Look at Edison's earliest userpages. You'll see this.
QUOTE
I am an electrical engineer, with a graduate degree in experimental psychology. I am interested in politics, music, genealogy, photography, religion, science and technology, the Civil War, and the history of electrical and electronic technology, radio, and television. Thomas Edison and Michael Faraday are particular heroes. I am interested in giving appropriate recognition to scientists and inventors whose contributions may have been obscured by the more famous or financially successful persons who used earlier work without crediting the person who developed the device or process.

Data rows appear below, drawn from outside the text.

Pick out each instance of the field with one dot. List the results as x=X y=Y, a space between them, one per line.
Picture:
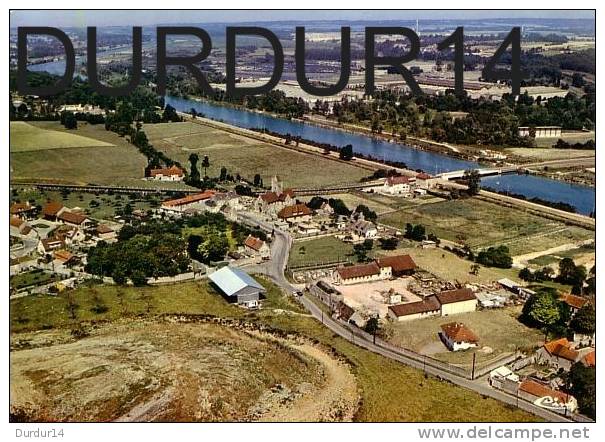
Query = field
x=101 y=206
x=90 y=155
x=410 y=395
x=482 y=224
x=497 y=329
x=26 y=137
x=450 y=267
x=315 y=251
x=247 y=157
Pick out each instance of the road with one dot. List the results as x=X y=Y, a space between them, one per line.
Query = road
x=274 y=269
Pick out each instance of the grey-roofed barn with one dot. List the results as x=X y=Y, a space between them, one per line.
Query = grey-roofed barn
x=238 y=285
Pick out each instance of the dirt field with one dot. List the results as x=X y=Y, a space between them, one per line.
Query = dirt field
x=498 y=331
x=159 y=371
x=248 y=157
x=370 y=296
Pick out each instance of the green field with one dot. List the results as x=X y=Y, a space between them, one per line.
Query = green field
x=482 y=224
x=26 y=137
x=112 y=161
x=248 y=157
x=390 y=391
x=497 y=329
x=317 y=251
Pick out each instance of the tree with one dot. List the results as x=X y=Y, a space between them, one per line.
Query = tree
x=206 y=165
x=581 y=383
x=194 y=175
x=473 y=181
x=542 y=310
x=346 y=153
x=584 y=321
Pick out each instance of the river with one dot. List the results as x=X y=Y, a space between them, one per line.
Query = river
x=581 y=197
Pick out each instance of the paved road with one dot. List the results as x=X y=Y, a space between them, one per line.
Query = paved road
x=280 y=249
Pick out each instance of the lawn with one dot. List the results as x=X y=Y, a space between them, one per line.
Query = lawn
x=390 y=391
x=112 y=161
x=497 y=329
x=26 y=137
x=316 y=251
x=482 y=224
x=247 y=157
x=101 y=206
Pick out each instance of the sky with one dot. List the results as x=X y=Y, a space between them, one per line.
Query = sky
x=153 y=17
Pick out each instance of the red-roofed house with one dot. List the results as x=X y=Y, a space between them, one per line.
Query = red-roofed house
x=457 y=336
x=256 y=246
x=172 y=173
x=398 y=185
x=545 y=397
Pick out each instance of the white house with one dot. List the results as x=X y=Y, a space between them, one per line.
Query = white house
x=456 y=336
x=398 y=185
x=238 y=286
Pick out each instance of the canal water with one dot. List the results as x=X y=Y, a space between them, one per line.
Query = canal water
x=581 y=197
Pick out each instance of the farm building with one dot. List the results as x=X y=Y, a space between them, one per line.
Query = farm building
x=415 y=310
x=172 y=173
x=256 y=246
x=238 y=286
x=456 y=336
x=457 y=301
x=545 y=397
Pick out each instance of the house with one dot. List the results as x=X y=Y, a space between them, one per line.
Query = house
x=272 y=202
x=73 y=219
x=106 y=233
x=457 y=301
x=180 y=205
x=238 y=286
x=429 y=306
x=23 y=210
x=363 y=229
x=545 y=397
x=425 y=181
x=540 y=131
x=558 y=354
x=398 y=185
x=48 y=245
x=295 y=213
x=172 y=173
x=456 y=336
x=574 y=302
x=256 y=246
x=361 y=273
x=401 y=265
x=18 y=226
x=51 y=210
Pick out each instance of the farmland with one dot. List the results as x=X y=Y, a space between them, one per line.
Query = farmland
x=247 y=157
x=498 y=331
x=87 y=155
x=482 y=224
x=411 y=396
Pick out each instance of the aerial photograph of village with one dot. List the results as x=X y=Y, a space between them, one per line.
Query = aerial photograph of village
x=181 y=254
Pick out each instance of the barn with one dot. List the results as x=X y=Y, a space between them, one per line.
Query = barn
x=238 y=286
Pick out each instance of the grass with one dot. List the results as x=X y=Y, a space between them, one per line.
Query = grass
x=105 y=209
x=498 y=329
x=34 y=277
x=316 y=251
x=390 y=391
x=482 y=224
x=113 y=161
x=26 y=137
x=247 y=157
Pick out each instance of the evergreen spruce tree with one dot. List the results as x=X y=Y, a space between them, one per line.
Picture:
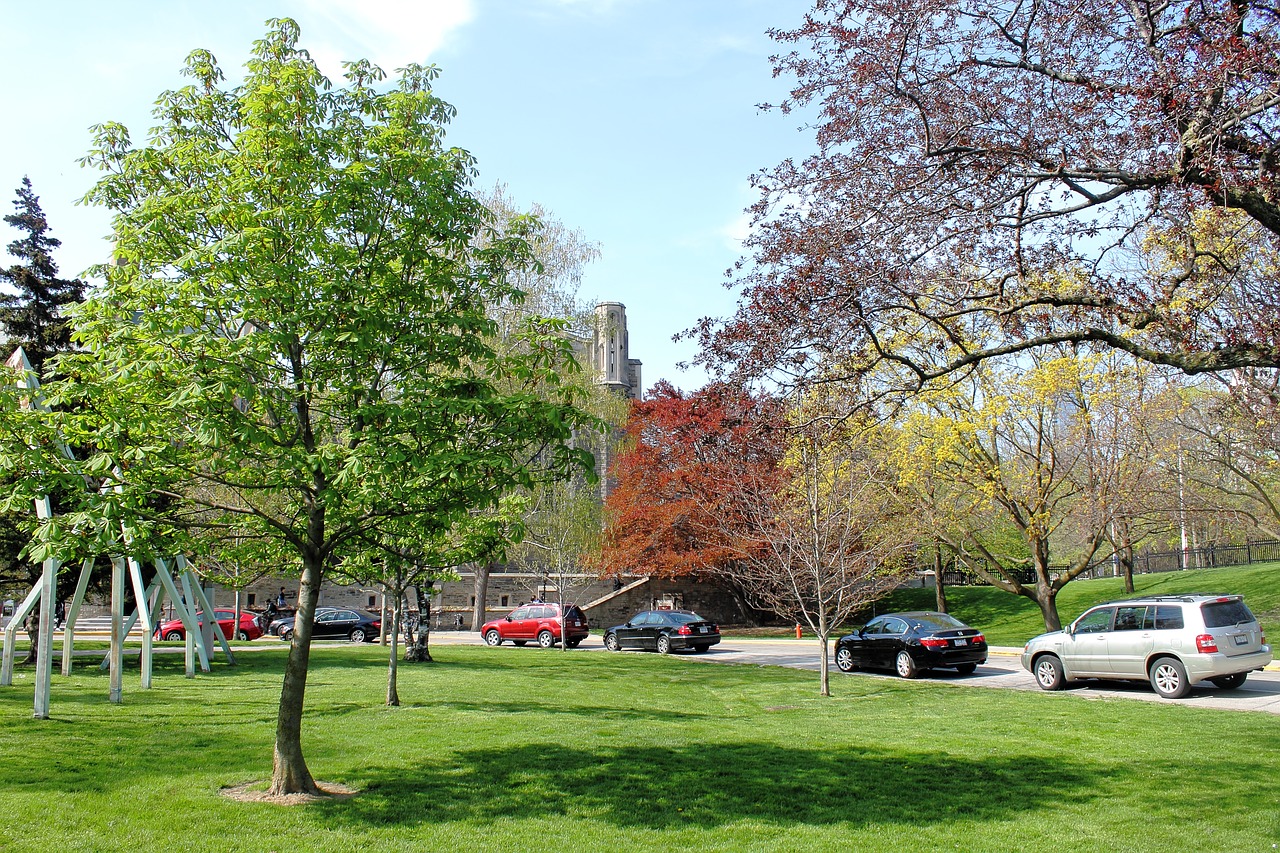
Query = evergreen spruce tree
x=31 y=315
x=32 y=297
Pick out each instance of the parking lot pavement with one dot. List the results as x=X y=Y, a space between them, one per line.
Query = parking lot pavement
x=1002 y=670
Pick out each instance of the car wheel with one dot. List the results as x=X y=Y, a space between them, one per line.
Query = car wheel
x=1048 y=673
x=1169 y=678
x=1230 y=682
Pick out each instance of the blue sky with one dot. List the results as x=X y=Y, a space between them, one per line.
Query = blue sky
x=632 y=121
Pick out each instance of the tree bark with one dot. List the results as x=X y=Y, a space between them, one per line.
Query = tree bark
x=393 y=662
x=417 y=647
x=289 y=772
x=940 y=588
x=481 y=592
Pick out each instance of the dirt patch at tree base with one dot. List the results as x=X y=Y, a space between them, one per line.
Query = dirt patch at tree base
x=254 y=793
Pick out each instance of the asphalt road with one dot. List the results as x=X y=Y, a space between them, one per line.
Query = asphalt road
x=1261 y=692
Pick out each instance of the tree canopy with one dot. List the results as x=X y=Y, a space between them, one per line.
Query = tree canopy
x=293 y=345
x=993 y=176
x=684 y=456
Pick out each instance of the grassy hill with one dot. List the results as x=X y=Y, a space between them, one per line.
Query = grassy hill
x=1011 y=620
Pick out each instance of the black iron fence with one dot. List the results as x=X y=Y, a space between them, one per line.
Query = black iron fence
x=1143 y=564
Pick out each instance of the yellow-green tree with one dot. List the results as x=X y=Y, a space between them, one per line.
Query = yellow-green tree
x=1014 y=447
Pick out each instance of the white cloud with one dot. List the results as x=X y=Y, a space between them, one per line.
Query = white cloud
x=391 y=33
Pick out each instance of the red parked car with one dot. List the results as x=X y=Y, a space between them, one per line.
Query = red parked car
x=538 y=621
x=250 y=630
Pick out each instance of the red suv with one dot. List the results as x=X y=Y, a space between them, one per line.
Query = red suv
x=538 y=621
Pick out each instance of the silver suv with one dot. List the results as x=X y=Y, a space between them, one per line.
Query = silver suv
x=1170 y=641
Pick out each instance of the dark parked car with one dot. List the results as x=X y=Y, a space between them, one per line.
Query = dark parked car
x=337 y=623
x=286 y=620
x=538 y=621
x=910 y=643
x=250 y=630
x=663 y=630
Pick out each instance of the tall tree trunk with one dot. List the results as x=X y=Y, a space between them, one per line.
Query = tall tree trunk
x=417 y=649
x=289 y=774
x=1127 y=564
x=1046 y=596
x=393 y=661
x=481 y=592
x=940 y=588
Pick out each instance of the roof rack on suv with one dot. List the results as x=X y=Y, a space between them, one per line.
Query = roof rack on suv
x=1173 y=597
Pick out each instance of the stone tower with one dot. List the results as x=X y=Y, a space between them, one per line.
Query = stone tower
x=611 y=351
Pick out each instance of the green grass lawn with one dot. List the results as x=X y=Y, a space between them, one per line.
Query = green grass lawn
x=1011 y=620
x=521 y=749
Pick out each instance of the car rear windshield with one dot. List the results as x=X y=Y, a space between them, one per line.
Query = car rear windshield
x=940 y=620
x=1223 y=614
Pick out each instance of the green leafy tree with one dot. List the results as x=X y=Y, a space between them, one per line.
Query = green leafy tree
x=293 y=338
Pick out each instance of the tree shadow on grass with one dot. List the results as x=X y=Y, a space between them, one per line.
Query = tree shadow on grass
x=708 y=785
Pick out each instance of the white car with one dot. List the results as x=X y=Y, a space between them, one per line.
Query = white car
x=1171 y=641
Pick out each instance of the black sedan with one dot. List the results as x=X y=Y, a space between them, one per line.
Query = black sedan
x=336 y=623
x=910 y=643
x=663 y=630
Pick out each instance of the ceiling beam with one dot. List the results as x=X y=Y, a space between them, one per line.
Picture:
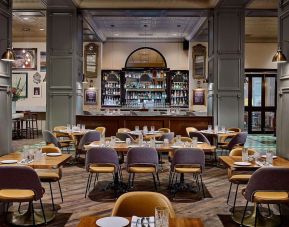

At the same time, I wish to refute invalid claims that someone who tinkered with a device was the "true inventor" when their work did not verifiably influence the course of development of the device. Success has a thousand fathers. After someone developed the first usable and practical version of a device in the 19th century, it was common for competitors seeking to invalidate the patent to bring forth fraudulent claimants, complete with post-dated documents, lying witnesses, and prototypes supposedly decades old but in fact newly made. A thousand unreferenced books and websites validate a claim less than a public demonstration, a publication with details of the invention or discovery, or a patent application.
How interesting that this clown, who obviously should know better, fought to kill the WR article.
Then abruptly reverses course when Tarc posts actual references. I think he's another admin sock.
"
WR Reader". Hah. Yet another throwaway sock.
I'm beginning to suspect that on average, roughly 15% of the votes in AFDs, RFAs,
Arbcom candidacies, etc. are sock accounts. 15% seems to be the magic number in the
bizarro universe of Wikipedia. We see it again and again.